Graded balloon atrial septostomy for palliation of congenital pulmonary hypertension in a dog: A case report.

CASE DESCRIPTION: A 6-month-old intact female Maltese dog was presented for acute onset of syncope. CLINICAL
FINDINGS: The dog was presented for collapse upon excitement and exercise. It collapsed at discharge and suffered cardiopulmonary arrest. Echocardiography after resuscitation indicated severe pulmonary hypertension without evidence of intracardiac or extracardiac shunting. A presumptive diagnosis of congenital pulmonary hypertension was made. TREATMENT AND OUTCOME: Initial treatment with sildenafil was effective at relieving syncope, but the extent of pulmonary hypertension as determined by serial echocardiography was unchanged. Graded balloon atrial septostomy was performed as a palliative procedure. Follow-up echocardiography identified a patent interatrial communication with bidirectional shunting. The dog remained asymptomatic 18 months after treatment. CLINICAL RELEVANCE: To the best of our knowledge, this study is the first report in the veterinary literature of graded balloon atrial septostomy performed for therapeutic purposes. Further studies are required to determine if this palliative procedure is a beneficial treatment option for dogs with congenital or severe refractory pulmonary hypertension.

atrial septostomy

iatrogenic atrial septal defect

left atrium

left ventricular end‐diastolic pressure

pulmonary artery

patent ductus arteriosus

pulmonary hypertension

pulmonary thromboembolism

right atrium

right ventricle

transesophageal echocardiography

thromboelastography

tricuspid regurgitation

CASE

A 6‐month‐old, 1.68 kg intact female Maltese dog was evaluated by the emergency service at VCA West Los Angeles animal hospital for collapse episodes witnessed by the owners. The first 2 episodes occurred while the dog was running upstairs and the 3rd occurred during excitement at a pet store. Physical examination was performed at the time of presentation and was normal apart from a II‐III/VI right apical systolic murmur and mildly increased respiratory rate that was attributed to excitement. The dog was hospitalized for observation overnight without recurrent episodes; the owner declined all diagnostic testing at that time. During discharge, the dog became excited and collapsed. A brief period of cardiopulmonary arrest followed and cardiopulmonary resuscitation was initiated. The dog was intubated and manually ventilated, and sinus bradycardia resumed. Spontaneous ventilation returned within 3 minutes, and the dog was extubated and provided supplemental oxygen. Echocardiography was performed upon recovery and disclosed moderate right ventricular (RV) and right atrial (RA) enlargement; moderate concentric RV hypertrophy and late‐diastolic septal flattening were observed (Supplementary Content S1). Right ventricular outflow tract velocity was normal (0.8 m/s; reference range, 0.64‐1.51). Mild tricuspid regurgitation (TR) was observed with severely increased velocity (5.49 m/s; reference range, <2.8). Findings were consistent with severe pulmonary hypertension (PH) and cor pulmonale. An agitated saline contrast study (Supplementary Content S2) indicated no evidence of right to left shunting. Further diagnostic and treatment options were provided to the owners, who declined and considered humane euthanasia. After consideration, the owners decided to relinquish the dog to a foster home. The dog was started on sildenafil at a dosage of 3 mg/kg PO q12h. Heartworm antigen testing was negative and packed cell volume was 44% (reference range, 35‐57). The pulmonary parenchyma was normal on thoracic radiographs. Thromboelastography (TEG) was performed and considered normal. A presumptive diagnosis of congenital pulmonary arteriopathy was made based on clinical signs, signalment, physical examination findings, and diagnostic test results.

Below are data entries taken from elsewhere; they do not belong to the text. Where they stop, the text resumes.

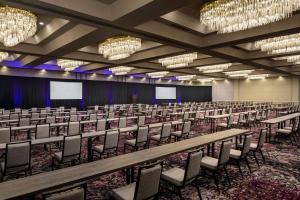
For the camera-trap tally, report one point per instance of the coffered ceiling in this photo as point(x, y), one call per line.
point(73, 29)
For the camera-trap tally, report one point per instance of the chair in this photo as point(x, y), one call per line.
point(141, 139)
point(76, 192)
point(71, 151)
point(184, 133)
point(17, 159)
point(141, 120)
point(215, 165)
point(73, 128)
point(146, 186)
point(179, 178)
point(257, 147)
point(111, 140)
point(164, 135)
point(239, 155)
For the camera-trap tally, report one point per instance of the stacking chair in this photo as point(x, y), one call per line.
point(184, 133)
point(239, 155)
point(17, 159)
point(73, 128)
point(215, 165)
point(165, 134)
point(111, 140)
point(257, 147)
point(77, 191)
point(179, 178)
point(141, 120)
point(71, 151)
point(146, 186)
point(141, 139)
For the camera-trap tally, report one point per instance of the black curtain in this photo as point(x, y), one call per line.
point(26, 92)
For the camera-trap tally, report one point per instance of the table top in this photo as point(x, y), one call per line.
point(54, 179)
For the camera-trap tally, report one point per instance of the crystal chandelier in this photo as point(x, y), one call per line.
point(119, 47)
point(257, 76)
point(3, 56)
point(178, 61)
point(214, 68)
point(16, 25)
point(120, 70)
point(69, 65)
point(294, 59)
point(281, 44)
point(225, 16)
point(158, 74)
point(204, 80)
point(242, 73)
point(185, 78)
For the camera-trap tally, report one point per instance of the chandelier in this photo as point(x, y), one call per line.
point(16, 25)
point(294, 59)
point(214, 68)
point(119, 47)
point(69, 65)
point(281, 44)
point(178, 61)
point(3, 56)
point(185, 78)
point(258, 76)
point(242, 73)
point(225, 16)
point(120, 70)
point(204, 80)
point(158, 74)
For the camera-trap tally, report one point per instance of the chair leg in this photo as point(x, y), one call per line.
point(248, 164)
point(255, 158)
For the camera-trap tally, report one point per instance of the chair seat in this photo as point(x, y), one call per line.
point(124, 193)
point(253, 146)
point(236, 154)
point(177, 133)
point(155, 137)
point(174, 176)
point(283, 131)
point(98, 148)
point(209, 162)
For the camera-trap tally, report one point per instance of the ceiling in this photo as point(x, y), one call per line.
point(73, 29)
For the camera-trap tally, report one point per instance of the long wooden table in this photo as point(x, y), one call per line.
point(278, 120)
point(32, 185)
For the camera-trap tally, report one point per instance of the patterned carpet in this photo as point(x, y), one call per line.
point(277, 178)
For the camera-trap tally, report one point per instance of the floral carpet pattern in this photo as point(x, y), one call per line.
point(277, 178)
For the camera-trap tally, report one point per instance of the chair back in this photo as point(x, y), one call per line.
point(141, 120)
point(42, 131)
point(93, 116)
point(5, 135)
point(24, 122)
point(111, 139)
point(192, 168)
point(142, 134)
point(101, 125)
point(224, 152)
point(18, 155)
point(166, 130)
point(50, 119)
point(74, 128)
point(246, 144)
point(74, 118)
point(262, 138)
point(122, 122)
point(147, 184)
point(71, 146)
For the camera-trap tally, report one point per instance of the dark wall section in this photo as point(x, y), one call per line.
point(35, 92)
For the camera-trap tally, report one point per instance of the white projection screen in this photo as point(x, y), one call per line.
point(165, 92)
point(65, 90)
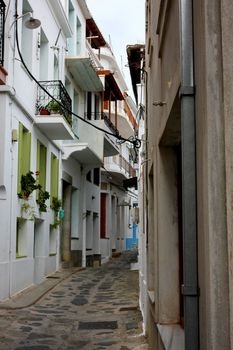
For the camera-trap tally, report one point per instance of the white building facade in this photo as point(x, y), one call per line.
point(50, 159)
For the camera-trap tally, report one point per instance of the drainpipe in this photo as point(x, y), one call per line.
point(189, 187)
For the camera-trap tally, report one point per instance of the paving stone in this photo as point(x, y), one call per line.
point(33, 347)
point(98, 325)
point(79, 301)
point(39, 336)
point(94, 309)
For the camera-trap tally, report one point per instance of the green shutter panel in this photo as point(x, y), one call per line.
point(27, 152)
point(43, 156)
point(20, 153)
point(56, 177)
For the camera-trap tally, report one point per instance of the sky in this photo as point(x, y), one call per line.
point(122, 22)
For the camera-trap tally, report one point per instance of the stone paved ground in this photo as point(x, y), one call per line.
point(92, 309)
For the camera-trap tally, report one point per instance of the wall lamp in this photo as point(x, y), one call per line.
point(31, 23)
point(159, 103)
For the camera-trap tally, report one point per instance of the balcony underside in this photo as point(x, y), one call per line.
point(117, 174)
point(82, 153)
point(54, 127)
point(84, 73)
point(110, 146)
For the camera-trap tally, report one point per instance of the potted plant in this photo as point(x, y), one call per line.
point(56, 206)
point(54, 107)
point(43, 110)
point(28, 185)
point(41, 200)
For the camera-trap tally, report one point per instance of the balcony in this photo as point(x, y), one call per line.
point(3, 72)
point(84, 71)
point(101, 120)
point(119, 168)
point(88, 150)
point(53, 120)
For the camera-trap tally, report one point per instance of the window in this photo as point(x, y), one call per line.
point(103, 215)
point(21, 238)
point(89, 103)
point(88, 176)
point(24, 153)
point(55, 66)
point(96, 176)
point(54, 177)
point(26, 37)
point(41, 164)
point(2, 24)
point(44, 51)
point(52, 241)
point(75, 109)
point(78, 36)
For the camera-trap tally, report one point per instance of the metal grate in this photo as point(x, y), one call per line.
point(2, 28)
point(59, 92)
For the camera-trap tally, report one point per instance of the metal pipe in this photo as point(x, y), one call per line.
point(189, 188)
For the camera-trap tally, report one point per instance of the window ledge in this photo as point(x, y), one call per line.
point(172, 336)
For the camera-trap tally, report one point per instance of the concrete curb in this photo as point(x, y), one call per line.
point(31, 295)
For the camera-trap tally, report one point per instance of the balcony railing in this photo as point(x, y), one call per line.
point(123, 164)
point(94, 59)
point(58, 91)
point(102, 116)
point(2, 29)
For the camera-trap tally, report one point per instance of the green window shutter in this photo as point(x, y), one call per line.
point(20, 156)
point(43, 157)
point(41, 165)
point(54, 177)
point(26, 151)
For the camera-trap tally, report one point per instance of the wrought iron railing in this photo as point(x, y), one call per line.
point(102, 116)
point(122, 163)
point(2, 30)
point(59, 92)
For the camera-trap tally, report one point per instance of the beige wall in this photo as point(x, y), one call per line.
point(213, 58)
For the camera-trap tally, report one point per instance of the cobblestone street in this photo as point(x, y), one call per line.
point(96, 308)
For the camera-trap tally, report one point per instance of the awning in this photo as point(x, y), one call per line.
point(84, 73)
point(111, 86)
point(82, 153)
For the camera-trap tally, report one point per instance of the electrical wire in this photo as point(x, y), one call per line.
point(135, 141)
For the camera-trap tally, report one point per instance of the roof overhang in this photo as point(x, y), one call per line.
point(84, 73)
point(82, 153)
point(97, 40)
point(54, 127)
point(136, 55)
point(111, 86)
point(61, 16)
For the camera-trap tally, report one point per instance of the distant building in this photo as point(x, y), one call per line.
point(186, 226)
point(52, 161)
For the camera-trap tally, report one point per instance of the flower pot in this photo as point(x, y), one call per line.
point(44, 111)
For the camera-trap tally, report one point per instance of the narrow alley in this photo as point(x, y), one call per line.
point(96, 308)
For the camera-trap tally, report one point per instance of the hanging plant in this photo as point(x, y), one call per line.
point(28, 185)
point(41, 200)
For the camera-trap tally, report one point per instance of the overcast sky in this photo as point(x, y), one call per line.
point(123, 21)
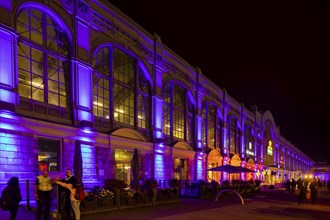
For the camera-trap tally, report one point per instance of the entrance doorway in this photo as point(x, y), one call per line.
point(123, 160)
point(123, 172)
point(181, 169)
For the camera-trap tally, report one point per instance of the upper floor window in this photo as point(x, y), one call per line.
point(121, 92)
point(249, 143)
point(176, 111)
point(211, 127)
point(233, 136)
point(43, 63)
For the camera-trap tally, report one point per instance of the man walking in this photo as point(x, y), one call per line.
point(69, 179)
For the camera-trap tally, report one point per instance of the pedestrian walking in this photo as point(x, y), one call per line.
point(66, 211)
point(75, 204)
point(43, 189)
point(12, 194)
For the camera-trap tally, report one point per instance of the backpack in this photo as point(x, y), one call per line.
point(6, 200)
point(80, 194)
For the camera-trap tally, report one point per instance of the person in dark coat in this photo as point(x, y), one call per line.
point(16, 196)
point(67, 211)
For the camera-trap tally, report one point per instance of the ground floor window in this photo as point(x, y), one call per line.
point(48, 151)
point(123, 160)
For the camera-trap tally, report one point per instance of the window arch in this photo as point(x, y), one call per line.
point(249, 141)
point(43, 58)
point(121, 91)
point(233, 136)
point(178, 112)
point(211, 127)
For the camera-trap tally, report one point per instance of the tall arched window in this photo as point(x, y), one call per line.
point(177, 111)
point(232, 136)
point(43, 58)
point(211, 127)
point(121, 92)
point(249, 142)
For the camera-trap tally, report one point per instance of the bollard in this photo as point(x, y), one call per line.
point(28, 206)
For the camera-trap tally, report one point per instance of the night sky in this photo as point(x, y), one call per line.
point(271, 54)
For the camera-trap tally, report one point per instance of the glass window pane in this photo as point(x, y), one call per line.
point(24, 90)
point(38, 94)
point(48, 154)
point(63, 101)
point(52, 86)
point(53, 99)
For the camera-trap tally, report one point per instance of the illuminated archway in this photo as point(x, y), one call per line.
point(214, 159)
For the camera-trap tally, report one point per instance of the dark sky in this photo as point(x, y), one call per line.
point(272, 54)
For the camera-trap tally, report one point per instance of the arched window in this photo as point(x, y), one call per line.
point(232, 136)
point(177, 111)
point(43, 59)
point(249, 142)
point(120, 84)
point(211, 127)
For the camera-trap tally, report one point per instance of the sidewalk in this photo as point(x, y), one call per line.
point(269, 204)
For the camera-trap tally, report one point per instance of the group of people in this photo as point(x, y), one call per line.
point(43, 191)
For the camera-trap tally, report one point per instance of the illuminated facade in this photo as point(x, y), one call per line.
point(82, 70)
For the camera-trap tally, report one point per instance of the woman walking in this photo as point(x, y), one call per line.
point(14, 191)
point(75, 204)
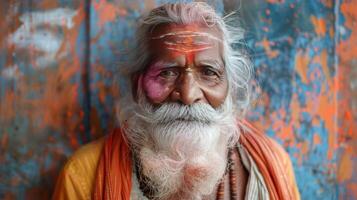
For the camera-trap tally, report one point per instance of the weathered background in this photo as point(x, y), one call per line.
point(58, 59)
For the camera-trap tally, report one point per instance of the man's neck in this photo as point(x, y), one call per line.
point(238, 187)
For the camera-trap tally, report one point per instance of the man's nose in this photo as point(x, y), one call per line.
point(188, 90)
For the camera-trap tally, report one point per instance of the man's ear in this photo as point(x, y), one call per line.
point(135, 79)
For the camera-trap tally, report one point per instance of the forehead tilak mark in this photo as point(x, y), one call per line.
point(186, 42)
point(187, 34)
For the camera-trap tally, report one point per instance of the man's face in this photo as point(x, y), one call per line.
point(186, 66)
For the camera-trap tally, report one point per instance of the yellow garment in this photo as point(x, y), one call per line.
point(78, 175)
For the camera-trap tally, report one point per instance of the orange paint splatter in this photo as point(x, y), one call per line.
point(301, 65)
point(316, 139)
point(319, 25)
point(345, 169)
point(107, 12)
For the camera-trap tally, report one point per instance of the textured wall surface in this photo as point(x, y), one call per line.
point(58, 60)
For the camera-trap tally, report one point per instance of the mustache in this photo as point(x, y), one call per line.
point(175, 112)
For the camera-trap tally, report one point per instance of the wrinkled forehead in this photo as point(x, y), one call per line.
point(185, 38)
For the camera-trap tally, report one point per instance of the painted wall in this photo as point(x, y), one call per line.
point(58, 61)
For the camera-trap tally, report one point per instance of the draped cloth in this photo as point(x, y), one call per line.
point(113, 176)
point(114, 172)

Clinical signs improved with administration of sildenafil, with nearly complete resolution of the syncopal episodes. Echocardiographic RA and RV dimensions also improved (Supplementary Content and Table 1), but TR velocity was not measurable because of a decrease in TR. Long‐term prognosis, however, was thought to be poor based on experience with young dogs with PH of unknown etiology. Therefore, graded balloon atrial septostomy (AS) was recommended.

Table 1

Echocardiographic data

	15 Jun 2017	20 Jun 2017	27 Jun 2017	11 Oct 2017
RAA index (cm2/m2)	NP	13.4	NP	6.25
RVAWd (mm)	5	4	4	2.5
RVIDd (mm)	13.4	12.2	11	7.1

Abbreviations: RAA, right atrial appendage; RVAWd, right ventricle anterior wall thickness in diastole; RVIDd, right ventricular internal dimension in diastole.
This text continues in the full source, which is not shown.